DESCRIPTION (provided by applicant): The candidate for this K23 application is a psychiatrist who proposes to acquire expertise in pharmacogenomics. He intends to accomplish this goal through guided didactics and consultations and a research protocol designed to examine genetic polymorphisms that may affect vulnerability to interferon-alpha-induced depression (I-ID) in humans. Interferon-alpha can trigger depression in about 25% of patients and is the primary treatment for hepatitis C, which affects about 4 million individuals in the U.S. In addition to this being a significant mental health issue in its own right, I-ID offers the opportunity to feasibly examine a prospective human model of depression. Therefore, specific candidate polymorphisms will be examined in a well-characterized cohort of patients with hepatitis C who are assessed prior to interferon-a treatment and who are currently euthymic. The development of depression will be prospectively followed, along with pharmacokinetic assessments of interferon-a exposure. In conjunction with didactic training, this research will provide a platform for acquiring expertise in quantitative genetics and associational analyses in clinical pharmacology research, and designs using high throughput genetic polymorphism assays. The didactic training will involve specific classes in human genetics, supervised readings and software tutorials, and exposure to high throughput laboratory techniques. A small ancillary pilot study will also be included to ascertain, in parallel, potential candidate genes for further genetic association analyses of I-ID. This ancillary study will generate pilot micro-array data in an analogous murine model of interferon-alpha exposure, ascertaining the genome-wide set of frontal cortical genes affected by interferon-alpha. In conjunction with didactic training in the analysis and collaborative verification of micro-array data, this ancillary project will provide a training platform for incorporating the use of micro-arrays into psychiatric pharmacogenetic research. This developmental program will initiate the candidate's long-term interdisciplinary and integrative strategy for delineating genetic vulnerability to depression.

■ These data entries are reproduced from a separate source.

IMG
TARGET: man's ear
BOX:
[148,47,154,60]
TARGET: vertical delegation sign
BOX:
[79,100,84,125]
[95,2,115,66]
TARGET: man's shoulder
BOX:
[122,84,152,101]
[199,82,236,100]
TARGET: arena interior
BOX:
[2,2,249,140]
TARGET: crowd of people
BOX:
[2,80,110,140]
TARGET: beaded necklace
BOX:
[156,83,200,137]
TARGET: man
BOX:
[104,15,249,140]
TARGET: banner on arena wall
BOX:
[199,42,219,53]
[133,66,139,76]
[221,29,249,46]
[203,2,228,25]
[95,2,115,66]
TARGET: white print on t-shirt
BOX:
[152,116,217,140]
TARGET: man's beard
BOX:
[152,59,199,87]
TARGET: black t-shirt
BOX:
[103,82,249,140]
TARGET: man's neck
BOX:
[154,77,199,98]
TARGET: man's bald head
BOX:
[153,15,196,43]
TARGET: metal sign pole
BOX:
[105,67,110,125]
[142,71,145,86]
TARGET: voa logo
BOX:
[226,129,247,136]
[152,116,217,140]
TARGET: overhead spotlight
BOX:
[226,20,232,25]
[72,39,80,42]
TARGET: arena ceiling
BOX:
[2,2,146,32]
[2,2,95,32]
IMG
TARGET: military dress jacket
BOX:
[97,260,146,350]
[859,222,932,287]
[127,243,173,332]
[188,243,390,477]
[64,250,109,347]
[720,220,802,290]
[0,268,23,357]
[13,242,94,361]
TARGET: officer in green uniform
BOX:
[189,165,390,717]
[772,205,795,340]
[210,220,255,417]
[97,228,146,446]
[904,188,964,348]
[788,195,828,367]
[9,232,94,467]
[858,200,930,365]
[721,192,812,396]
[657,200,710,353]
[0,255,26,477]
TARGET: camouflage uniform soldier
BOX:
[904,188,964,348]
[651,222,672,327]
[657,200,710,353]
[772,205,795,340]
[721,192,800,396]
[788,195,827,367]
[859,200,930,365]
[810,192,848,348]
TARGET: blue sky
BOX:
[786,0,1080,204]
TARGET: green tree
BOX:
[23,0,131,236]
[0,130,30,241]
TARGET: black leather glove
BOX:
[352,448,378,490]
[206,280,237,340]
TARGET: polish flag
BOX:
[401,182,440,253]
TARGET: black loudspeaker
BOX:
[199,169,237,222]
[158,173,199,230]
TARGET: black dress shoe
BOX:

描述（由申请人提供）：本次K23申请的候选人是一名精神病学家，希望获得药物基因组学方面的专业知识。他打算通过指导教学、咨询和一项研究方案来实现这一目标，该研究方案旨在检查可能影响人类对干扰素诱导的抑郁症（I-ID）易感性的遗传多态性。干扰素- α可引发约25%的患者抑郁，是丙型肝炎的主要治疗方法，在美国，丙型肝炎影响约400万人。此外，这本身就是一个重要的精神健康问题，I-ID提供了一个可行的机会，可以研究一种潜在的人类抑郁症模型。因此，特定的候选多态性将在具有良好特征的丙型肝炎患者队列中进行检查，这些患者在干扰素a治疗之前进行评估，并且目前处于健康状态。随访抑郁症的发展情况，以及干扰素a暴露的药代动力学评估。结合教学培训，本研究将为获得临床药理学研究中定量遗传学和关联分析方面的专业知识提供一个平台，并设计使用高通量遗传多态性分析。教学培训将包括人类遗传学的特定课程，监督阅读和软件教程，以及接触高通量实验室技术。同时，还将包括一项小型辅助试点研究，以确定I-ID进一步遗传关联分析的潜在候选基因。这项辅助研究将在干扰素- α暴露的类似小鼠模型中产生先导微阵列数据，以确定受干扰素- α影响的全基因组额叶皮质基因集。结合微阵列数据分析和协作验证的教学培训，该辅助项目将提供一个培训平台，将微阵列的使用纳入精神病学药物遗传学研究。这个发展计划将启动候选人的长期跨学科和综合策略来描述抑郁症的遗传易感性。